Sen. Patty Murray, who earlier this year pressed for investigations of the Madigan screening team, calls the new policy guidance “an overdue but very welcome step.”
“It shows that the Army has been responsive to many of the concerns that have been raised, and I’m hopeful similar directives will be given to all branches of the military,” said Murray, a Washington Democrat and chair of the Senate Veterans’ Affairs Committee.
Andrew Pogany, a veteran who assists other soldiers in the medical-retirement process, says the big question is whether the policy will be followed by the Army medical establishment.
“On the surface, this absolutely is moving in the right direction,” he said. “There have been plenty of policies published in the past that weren’t followed.”
More than five years ago, Pogany helped document the struggles of Fort Carson, Colo., soldiers as they returned home from combat duty. Then, PTSD was seldom rated as a condition debilitating enough to render soldiers unfit for duty and eligible for a medical retirement with pension.
In 2008, Congress approved an overhaul of the disability system, saying a soldier rendered unfit for duty by PTSD qualified for a medical retirement.
Since then, the number of Army personnel with PTSD receiving a temporary disability (the first step in the retirement process) has escalated sharply. More than 2,790 soldiers were given a PTSD-related temporary disability in 2011, more than a fivefold increase since passage of the congressional overhaul.
The pensions, health insurance and other retirement benefits are financed through the Defense Department, which is facing significant budget cuts as Congress struggles to trim federal spending.
In a controversial presentation to colleagues last fall, Dr. William Keppler, then the leader of the Madigan screening team, said a PTSD diagnosis could cost as much as $1.5 million over the lifetime of a soldier, and he urged staff to be good stewards of taxpayer dollars.
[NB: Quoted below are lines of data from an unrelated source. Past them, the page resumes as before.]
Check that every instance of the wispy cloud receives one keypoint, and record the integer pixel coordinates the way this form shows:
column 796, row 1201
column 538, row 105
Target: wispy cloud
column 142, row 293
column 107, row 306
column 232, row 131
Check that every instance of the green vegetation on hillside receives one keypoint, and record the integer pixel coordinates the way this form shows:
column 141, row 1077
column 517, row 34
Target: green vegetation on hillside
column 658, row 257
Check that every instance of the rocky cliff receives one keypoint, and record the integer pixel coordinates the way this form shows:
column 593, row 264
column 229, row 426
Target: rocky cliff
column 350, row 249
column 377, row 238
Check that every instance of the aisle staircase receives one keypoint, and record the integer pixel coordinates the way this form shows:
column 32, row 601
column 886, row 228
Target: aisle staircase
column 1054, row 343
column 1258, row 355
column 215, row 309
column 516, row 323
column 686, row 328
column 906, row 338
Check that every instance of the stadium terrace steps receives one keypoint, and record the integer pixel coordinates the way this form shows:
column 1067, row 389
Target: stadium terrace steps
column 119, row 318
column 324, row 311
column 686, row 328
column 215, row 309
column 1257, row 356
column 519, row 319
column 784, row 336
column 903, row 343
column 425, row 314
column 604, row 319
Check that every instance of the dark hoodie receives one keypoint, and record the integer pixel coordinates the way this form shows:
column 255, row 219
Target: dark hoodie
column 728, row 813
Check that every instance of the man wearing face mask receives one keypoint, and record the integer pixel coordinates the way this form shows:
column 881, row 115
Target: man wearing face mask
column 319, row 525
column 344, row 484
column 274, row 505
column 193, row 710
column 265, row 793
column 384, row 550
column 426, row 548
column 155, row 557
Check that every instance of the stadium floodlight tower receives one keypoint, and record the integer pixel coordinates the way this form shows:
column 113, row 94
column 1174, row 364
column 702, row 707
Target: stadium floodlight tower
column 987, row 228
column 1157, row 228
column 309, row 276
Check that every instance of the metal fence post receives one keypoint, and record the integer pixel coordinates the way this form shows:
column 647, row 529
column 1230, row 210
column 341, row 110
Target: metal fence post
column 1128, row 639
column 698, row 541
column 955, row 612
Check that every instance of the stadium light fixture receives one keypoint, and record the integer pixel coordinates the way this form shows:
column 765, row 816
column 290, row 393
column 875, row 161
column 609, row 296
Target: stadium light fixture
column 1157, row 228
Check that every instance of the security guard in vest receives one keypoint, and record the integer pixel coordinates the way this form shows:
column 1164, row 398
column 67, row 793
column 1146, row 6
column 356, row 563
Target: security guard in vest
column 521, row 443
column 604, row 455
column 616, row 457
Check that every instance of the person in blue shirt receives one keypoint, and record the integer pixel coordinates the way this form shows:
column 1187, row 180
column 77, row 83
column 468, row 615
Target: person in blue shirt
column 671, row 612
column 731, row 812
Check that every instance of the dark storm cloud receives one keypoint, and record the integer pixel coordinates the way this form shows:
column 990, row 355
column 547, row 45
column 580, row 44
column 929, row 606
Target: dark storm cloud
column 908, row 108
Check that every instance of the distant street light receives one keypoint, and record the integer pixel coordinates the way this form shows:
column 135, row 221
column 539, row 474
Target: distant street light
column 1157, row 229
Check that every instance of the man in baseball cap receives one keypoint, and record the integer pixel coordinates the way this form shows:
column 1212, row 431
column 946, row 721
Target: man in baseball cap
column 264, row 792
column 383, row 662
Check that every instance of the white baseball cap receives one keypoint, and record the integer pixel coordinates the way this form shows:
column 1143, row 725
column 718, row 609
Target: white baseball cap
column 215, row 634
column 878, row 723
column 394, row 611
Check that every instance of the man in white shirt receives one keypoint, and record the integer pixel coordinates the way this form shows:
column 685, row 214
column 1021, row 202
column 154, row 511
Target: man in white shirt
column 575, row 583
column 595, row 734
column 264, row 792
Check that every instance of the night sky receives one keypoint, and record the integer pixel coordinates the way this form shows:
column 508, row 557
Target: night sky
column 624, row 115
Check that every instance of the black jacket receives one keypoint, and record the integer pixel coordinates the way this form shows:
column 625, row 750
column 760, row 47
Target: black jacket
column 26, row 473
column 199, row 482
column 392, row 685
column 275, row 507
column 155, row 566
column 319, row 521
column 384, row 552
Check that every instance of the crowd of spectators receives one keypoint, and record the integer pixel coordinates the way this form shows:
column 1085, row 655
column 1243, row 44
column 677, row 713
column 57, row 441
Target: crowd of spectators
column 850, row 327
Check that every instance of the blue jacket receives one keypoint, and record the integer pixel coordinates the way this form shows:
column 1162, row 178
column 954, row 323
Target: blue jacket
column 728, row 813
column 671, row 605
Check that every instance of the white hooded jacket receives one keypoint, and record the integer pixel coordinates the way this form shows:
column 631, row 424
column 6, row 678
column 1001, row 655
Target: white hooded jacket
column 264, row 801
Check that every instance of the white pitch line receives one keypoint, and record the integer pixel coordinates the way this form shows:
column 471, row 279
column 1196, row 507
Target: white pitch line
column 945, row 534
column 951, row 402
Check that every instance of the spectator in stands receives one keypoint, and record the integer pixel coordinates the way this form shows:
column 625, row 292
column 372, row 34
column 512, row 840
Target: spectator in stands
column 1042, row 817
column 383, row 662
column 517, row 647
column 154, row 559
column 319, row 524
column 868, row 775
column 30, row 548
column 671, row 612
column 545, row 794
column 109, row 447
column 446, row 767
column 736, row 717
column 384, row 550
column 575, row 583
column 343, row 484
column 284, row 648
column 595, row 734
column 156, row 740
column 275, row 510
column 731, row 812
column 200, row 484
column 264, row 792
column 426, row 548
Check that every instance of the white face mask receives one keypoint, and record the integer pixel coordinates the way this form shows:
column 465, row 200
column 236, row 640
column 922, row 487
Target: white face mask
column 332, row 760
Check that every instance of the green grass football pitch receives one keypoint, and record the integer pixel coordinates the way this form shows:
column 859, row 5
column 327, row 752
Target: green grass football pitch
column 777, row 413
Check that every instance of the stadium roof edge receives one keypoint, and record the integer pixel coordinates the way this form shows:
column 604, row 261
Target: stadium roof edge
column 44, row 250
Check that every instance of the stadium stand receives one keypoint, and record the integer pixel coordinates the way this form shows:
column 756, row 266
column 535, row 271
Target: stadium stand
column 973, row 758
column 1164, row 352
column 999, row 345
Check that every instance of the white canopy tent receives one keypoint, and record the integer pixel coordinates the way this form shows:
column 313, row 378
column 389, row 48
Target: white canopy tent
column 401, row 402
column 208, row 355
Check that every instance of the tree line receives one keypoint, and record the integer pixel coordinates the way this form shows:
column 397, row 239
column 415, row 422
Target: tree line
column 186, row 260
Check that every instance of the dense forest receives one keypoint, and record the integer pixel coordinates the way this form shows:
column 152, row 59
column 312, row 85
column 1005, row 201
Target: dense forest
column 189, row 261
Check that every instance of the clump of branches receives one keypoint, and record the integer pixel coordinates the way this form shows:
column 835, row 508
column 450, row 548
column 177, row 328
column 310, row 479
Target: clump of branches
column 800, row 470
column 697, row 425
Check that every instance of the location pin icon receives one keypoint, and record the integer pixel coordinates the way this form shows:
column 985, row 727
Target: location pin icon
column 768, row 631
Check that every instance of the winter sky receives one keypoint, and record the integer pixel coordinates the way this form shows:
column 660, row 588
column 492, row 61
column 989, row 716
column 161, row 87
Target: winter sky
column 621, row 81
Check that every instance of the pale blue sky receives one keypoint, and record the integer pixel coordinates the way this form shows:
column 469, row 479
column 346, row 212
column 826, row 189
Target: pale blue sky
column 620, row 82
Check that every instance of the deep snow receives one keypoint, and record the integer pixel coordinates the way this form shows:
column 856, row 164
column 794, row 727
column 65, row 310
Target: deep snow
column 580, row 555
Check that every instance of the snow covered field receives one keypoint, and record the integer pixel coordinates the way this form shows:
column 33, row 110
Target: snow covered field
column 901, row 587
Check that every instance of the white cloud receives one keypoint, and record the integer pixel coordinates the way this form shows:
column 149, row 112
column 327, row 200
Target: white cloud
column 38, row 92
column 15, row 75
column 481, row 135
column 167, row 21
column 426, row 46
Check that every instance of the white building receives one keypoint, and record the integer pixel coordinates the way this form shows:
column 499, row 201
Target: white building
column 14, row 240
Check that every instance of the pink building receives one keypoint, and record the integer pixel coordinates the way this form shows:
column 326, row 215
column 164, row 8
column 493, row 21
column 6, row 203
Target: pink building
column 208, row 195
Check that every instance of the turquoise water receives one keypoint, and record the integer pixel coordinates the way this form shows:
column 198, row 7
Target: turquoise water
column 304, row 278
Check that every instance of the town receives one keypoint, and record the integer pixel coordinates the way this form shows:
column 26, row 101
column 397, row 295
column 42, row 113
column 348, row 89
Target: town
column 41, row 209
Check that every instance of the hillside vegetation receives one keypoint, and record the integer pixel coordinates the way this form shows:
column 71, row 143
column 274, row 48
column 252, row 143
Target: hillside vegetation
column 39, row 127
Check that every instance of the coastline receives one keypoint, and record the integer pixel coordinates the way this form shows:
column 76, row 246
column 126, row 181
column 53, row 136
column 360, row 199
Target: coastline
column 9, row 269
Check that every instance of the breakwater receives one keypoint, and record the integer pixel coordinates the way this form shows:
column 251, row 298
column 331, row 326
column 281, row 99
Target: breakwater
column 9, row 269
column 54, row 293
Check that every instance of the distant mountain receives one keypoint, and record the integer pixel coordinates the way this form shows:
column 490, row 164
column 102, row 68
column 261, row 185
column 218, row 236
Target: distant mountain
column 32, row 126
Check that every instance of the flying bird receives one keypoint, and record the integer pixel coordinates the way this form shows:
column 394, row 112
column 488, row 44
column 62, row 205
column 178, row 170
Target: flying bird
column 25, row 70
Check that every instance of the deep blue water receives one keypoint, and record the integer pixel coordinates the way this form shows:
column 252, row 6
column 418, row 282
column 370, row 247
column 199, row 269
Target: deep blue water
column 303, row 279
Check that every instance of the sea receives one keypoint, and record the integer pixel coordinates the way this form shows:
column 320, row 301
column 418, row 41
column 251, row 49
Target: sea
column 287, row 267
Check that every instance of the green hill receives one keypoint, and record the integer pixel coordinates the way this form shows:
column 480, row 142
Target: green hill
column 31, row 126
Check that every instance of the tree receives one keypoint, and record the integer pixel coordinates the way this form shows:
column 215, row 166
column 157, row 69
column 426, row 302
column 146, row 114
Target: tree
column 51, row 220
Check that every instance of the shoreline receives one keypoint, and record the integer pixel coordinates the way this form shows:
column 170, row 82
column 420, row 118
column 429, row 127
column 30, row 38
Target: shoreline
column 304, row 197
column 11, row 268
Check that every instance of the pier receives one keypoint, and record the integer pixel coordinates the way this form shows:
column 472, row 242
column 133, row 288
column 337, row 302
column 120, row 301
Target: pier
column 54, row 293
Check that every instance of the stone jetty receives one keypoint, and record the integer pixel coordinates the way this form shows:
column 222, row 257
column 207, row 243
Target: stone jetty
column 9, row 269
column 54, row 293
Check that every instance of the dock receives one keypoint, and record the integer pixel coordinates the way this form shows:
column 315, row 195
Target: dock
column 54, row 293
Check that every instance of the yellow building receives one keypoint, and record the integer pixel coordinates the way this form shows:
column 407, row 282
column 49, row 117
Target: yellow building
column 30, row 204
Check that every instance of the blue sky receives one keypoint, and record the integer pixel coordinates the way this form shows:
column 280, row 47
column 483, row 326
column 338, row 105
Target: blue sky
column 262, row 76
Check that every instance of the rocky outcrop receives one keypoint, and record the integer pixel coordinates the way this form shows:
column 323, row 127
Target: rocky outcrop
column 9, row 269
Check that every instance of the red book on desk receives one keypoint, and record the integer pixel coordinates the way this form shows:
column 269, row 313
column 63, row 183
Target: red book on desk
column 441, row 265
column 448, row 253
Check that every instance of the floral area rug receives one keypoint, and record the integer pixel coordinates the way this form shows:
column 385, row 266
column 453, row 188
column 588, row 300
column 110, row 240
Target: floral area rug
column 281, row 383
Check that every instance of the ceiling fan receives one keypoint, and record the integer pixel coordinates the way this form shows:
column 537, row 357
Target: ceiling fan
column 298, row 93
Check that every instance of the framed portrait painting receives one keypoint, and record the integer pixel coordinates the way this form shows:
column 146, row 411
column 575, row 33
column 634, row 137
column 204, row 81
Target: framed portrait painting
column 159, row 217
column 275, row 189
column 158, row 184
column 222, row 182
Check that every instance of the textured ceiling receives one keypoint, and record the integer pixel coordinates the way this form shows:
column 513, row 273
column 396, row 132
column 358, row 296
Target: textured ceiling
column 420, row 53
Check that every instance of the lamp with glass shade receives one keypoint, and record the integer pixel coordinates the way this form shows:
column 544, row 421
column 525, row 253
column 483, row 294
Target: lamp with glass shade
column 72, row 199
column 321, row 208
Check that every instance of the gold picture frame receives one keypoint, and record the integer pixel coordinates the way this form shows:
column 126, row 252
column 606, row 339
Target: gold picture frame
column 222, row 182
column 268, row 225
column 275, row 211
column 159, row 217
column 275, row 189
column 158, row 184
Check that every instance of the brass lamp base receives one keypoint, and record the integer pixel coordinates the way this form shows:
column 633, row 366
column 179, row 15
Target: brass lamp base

Keppler is a forensic psychiatrist whose work had helped Madigan gain a national reputation for innovative screening for PTSD before questions were raised about the accuracy of his team’s diagnoses.
Soldiers evaluated by the screening team often took the Minnesota Multiphasic Personality Test, which consists of more than 500 true-or-false questions. Some are relatively straightforward, such as questions about sleep and anxiety. Others are designed to detect patterns of exaggeration, such as answers that reflect what people think mental illness is like rather than what it is actually like.
Most of the screenings also included patient interviews. But some of the soldiers who went through the process told The Seattle Times the interviews often felt confrontational, at times hostile.
More than 300 patients screened by Keppler’s team are now being offered re-evaluations by new screening teams established at Madigan. The results of the new examinations have not been announced.
All this has spurred plenty of debate at Madigan and in the broader Army medical community.
One forensic team member, Dr. Juliana Ellis-Billingsley, quit in February, and in a letter of resignation blasted the Madigan investigations as a charade.
The surgeon general’s policy memorandum notes that many soldiers have become wary of the Army’s mental-heath care providers. It calls for a “culture of trust” that will give more soldiers confidence to seek help.